12.04.2016 | FINANCIAL REVIEW, MARK EGGLETON – EDITED EXCERPT

Over the next two decades in Australia, $4.5 trillion will be passed from baby boomers to the next generation and this threatens to cause friction in some of the nation’s wealthiest families.

In a slight variation on the Anna Karenina Principle, Australia’s wealthiest happy families might be all alike but every unhappy wealthy family is unhappy in its own way, according to David Smorgon.

“That’s because they can’t clearly articulate as a group who they are, what they stand for and where they are going,” he told a recent roundtable exploring strategies for successful family business transition, produced by PwC and The Australian Financial Review. More than two-thirds of transitions of wealth or family businesses fail and the overwhelming reason is a breakdown of communication and trust in the family.

Smorgon says the second reason why these transitions fail is because families aren’t training, mentoring and coaching the next generation in business or investing.

Families need to hold regular and effective family meetings outside of the business, Smorgon advises.

He says the importance of having two meetings – one for the business and one for the family – can’t be emphasised enough. People forget that it’s the shared experiences where everyone comes together that are “the glue that keeps the family together”, not the business.

“The problem for many families is they spend 99 per cent of their time on the business and only 1 per cent on their families until something happens and, very often it’s too late. People need to remember the health of the family is not the balance sheet but the family relationships.

“Fundamentally, it’s the way we communicate with each other. Family businesses often see tension become conflict. It’s ‘I rather than we’ and that is the biggest issue with families around the nation – they are in conflict. They cannot have open, frank and trusted discussions in a friendly environment,” Mr Smorgon says.

Part of that problem is the nature of the modern blended family. Sometimes there are multiple spouses in play with in-laws in-tow plus there are the competing rivalries between siblings and cousins from the second and third generations of the business. Smorgon believes this is where families need to have a common agreement on what the future looks like.

For PwC’s Private Clients Head of Family, Business and Wealth, Stuart Morley, a solid family constitution is mandatory and it needs to clearly identify who’s included in the decision- making processes and specify how the family engages – covering everything from governance to family break-ups.

Doltone House Events Executive chairman Paul Signorelli says the constitution is the bible and the whole family as well as its lawyer and accountant were involved in the drafting process. At its heart is the need to engender respect for the family’s traditions and values.

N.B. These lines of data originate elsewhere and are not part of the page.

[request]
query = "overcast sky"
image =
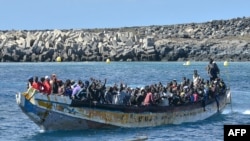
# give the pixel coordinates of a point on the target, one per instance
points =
(79, 14)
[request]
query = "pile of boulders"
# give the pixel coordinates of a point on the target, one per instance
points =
(219, 39)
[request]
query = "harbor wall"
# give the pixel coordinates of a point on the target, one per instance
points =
(219, 39)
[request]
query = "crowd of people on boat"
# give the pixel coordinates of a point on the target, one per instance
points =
(173, 93)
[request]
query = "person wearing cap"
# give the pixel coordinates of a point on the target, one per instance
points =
(46, 85)
(213, 70)
(54, 84)
(30, 82)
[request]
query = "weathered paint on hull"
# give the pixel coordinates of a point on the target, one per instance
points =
(55, 113)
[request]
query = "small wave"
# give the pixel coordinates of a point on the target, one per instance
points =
(247, 112)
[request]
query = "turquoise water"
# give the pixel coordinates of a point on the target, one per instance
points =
(16, 126)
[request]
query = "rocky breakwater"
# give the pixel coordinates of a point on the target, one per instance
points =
(219, 39)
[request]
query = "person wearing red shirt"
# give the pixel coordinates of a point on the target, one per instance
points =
(36, 84)
(46, 85)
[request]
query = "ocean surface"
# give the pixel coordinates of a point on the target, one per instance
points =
(16, 126)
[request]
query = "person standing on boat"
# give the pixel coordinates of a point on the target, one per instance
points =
(213, 70)
(36, 84)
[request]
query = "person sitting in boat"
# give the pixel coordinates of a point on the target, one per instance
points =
(213, 70)
(54, 84)
(30, 82)
(149, 99)
(46, 85)
(76, 88)
(141, 96)
(67, 88)
(37, 84)
(120, 97)
(108, 96)
(196, 78)
(61, 89)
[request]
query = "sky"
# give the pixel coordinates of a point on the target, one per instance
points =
(89, 14)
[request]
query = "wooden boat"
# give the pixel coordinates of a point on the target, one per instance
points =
(53, 112)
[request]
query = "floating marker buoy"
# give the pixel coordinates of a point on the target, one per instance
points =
(226, 64)
(107, 61)
(58, 59)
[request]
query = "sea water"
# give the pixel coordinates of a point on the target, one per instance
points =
(16, 126)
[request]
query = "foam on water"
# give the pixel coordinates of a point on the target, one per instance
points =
(247, 112)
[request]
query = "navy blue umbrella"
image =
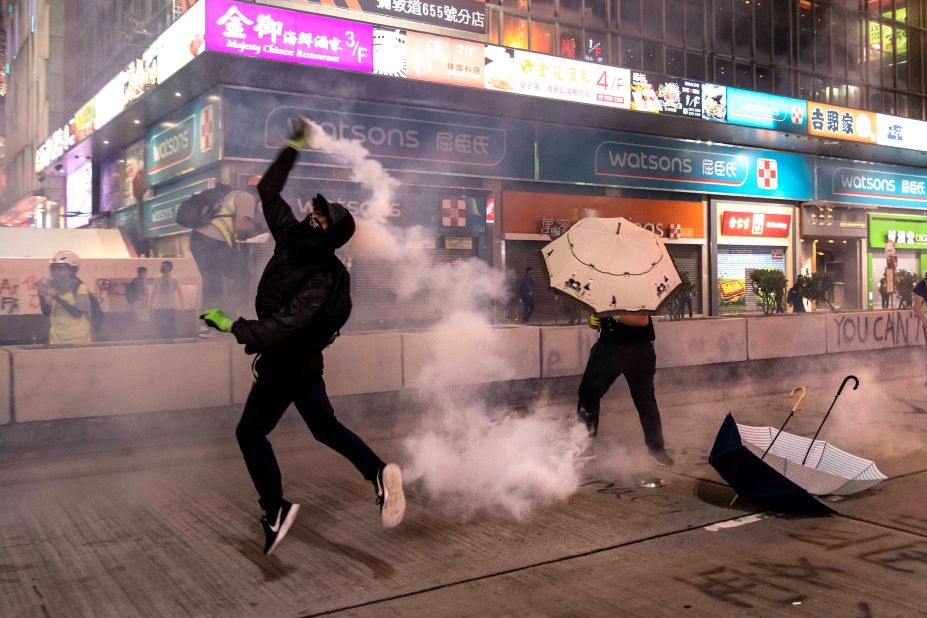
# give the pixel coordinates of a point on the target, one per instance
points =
(753, 478)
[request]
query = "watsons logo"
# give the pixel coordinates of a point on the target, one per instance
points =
(171, 147)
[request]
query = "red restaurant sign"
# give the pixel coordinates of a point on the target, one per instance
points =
(755, 224)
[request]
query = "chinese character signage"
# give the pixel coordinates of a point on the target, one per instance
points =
(861, 183)
(445, 61)
(468, 15)
(901, 132)
(632, 160)
(755, 224)
(400, 137)
(766, 111)
(651, 92)
(841, 123)
(897, 232)
(259, 31)
(714, 102)
(550, 77)
(185, 141)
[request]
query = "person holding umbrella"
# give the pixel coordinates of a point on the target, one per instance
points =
(625, 346)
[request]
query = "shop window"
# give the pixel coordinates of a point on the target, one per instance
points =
(695, 66)
(542, 8)
(570, 43)
(542, 37)
(695, 25)
(743, 36)
(596, 13)
(653, 19)
(630, 53)
(764, 79)
(571, 10)
(675, 62)
(515, 32)
(724, 72)
(652, 56)
(597, 47)
(743, 75)
(629, 16)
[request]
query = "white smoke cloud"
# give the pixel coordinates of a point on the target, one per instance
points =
(467, 456)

While Signorelli says the family were involved in the drafting process, often the difficulty in drafting the constitution is deciding which members of the family should be involved. Just because a spouse or (in many cases) the family matriarch isn’t involved in the business, they’re still key influencers and understand the relationship nuances and personal traits of particular individuals better than most.

And when it comes to generational change, immediate relatives shouldn’t be guaranteed a place at the top table. Director of Brisbane-based property group, McAndrew, Scott McAndrew says the key for the second generation is “not just the dollars or the next dividend payment – you need to have a passion for the business and a passion to build the family business together for the family”.

Furthermore, his father and business principal, John McAndrew, believes the founder needs to give his family successors the necessary tools to succeed and independence to make their own decisions.

Denis Wagner, a director of Toowoomba-based construction materials and infrastructure company, Wagners, says he wasn’t overly concerned with generational change. His real desire is to provide his four sons with choices – the opportunity to either carry on the family business or pursue their own interests.

Alternatively, Tynan Motors marketing director, Madeline Tynan, said the family were always taught there was no right to be in the family business.

“When we did come into the business, we didn’t have a right to be there; we had to work hard and earn it.